Tell us a bit about your sound and your influences.
I grew up listening to the Beatles and Bill Evans and later on discovered Feist, Tune-Yards and Regina Spektor. I mix story-telling songwriting with pop orchestration and eclectic instrumentation.
How have you evolved as a musician over the years?
When I left high school I studied jazz piano and got quite serious about improvisation and contemporary composition. Then I started writing pop songs on the side and had two parallel interests going. Now I feel they’ve fused into the career I have now.
Were there any alternative band names before you arrived at this one?
Before I was Phia, I was Sophia X – a reference to my last name.
What are you up to at the moment artistically?
I just released my debut album The Ocean of Everything and am currently touring it around the UK and Germany, before going back to Australia. This album is my debut and the product of a few years’ work, so it feels great to have it out in the world.
How do you stand out from the crowd in a saturated industry?

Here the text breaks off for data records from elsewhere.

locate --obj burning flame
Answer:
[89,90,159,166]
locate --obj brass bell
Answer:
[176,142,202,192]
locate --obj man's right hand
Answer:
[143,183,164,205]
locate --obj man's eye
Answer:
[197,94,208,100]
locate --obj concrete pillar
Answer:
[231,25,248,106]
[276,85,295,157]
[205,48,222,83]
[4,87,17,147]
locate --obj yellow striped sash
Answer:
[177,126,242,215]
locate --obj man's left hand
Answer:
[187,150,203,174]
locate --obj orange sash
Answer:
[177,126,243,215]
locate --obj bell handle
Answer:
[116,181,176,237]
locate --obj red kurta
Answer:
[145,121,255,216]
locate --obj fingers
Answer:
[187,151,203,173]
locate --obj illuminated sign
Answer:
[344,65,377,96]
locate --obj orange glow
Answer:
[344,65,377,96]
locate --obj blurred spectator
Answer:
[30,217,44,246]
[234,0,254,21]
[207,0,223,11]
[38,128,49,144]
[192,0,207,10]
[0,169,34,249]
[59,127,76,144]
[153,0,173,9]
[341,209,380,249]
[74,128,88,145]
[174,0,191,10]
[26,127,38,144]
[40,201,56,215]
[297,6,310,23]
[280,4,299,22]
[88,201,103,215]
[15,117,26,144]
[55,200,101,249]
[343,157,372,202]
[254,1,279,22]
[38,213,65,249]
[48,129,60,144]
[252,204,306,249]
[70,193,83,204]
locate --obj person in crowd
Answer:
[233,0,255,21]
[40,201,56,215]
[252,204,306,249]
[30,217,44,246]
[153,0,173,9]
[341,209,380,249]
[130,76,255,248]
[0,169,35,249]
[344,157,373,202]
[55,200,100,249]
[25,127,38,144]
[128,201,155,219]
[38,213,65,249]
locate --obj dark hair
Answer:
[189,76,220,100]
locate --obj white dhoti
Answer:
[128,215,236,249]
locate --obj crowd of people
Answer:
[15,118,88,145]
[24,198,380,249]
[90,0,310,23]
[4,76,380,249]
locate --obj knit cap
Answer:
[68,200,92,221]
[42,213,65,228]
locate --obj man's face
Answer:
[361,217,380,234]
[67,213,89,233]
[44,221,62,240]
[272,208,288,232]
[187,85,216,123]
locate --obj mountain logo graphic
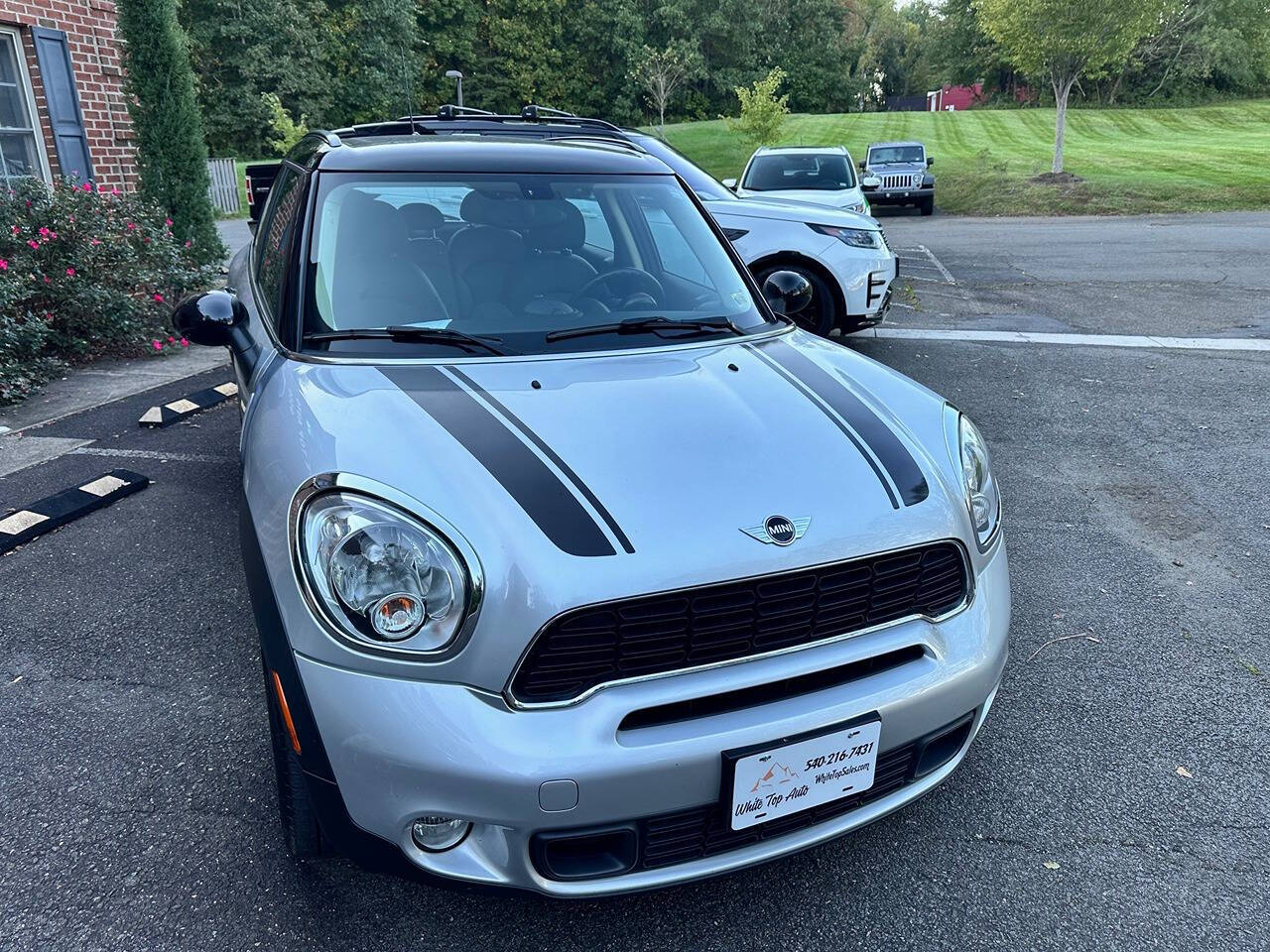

My main instrument is a kalimba, a little wooden instrument based on the African mbire. It makes a beautiful percussive and resonant sound, which I run through a loop pedal, layering the kalimba and my vocals to create my music. I think that’s pretty unique.
What’s on your rider?
Tea and toast.
Tell us about your worst live show?
A tiny café in a walled city in Italy – very picturesque setting, but there was no PA, no mics, no nothing. The waiter, who didn’t speak English, rushed off on his Vespa when we communicated through our booker on the phone what we needed, and came back with a plastic toy mic stand (maybe from a kids’ karaoke video game?) that kept falling over. They were very lovely people but it was a real comedy of errors.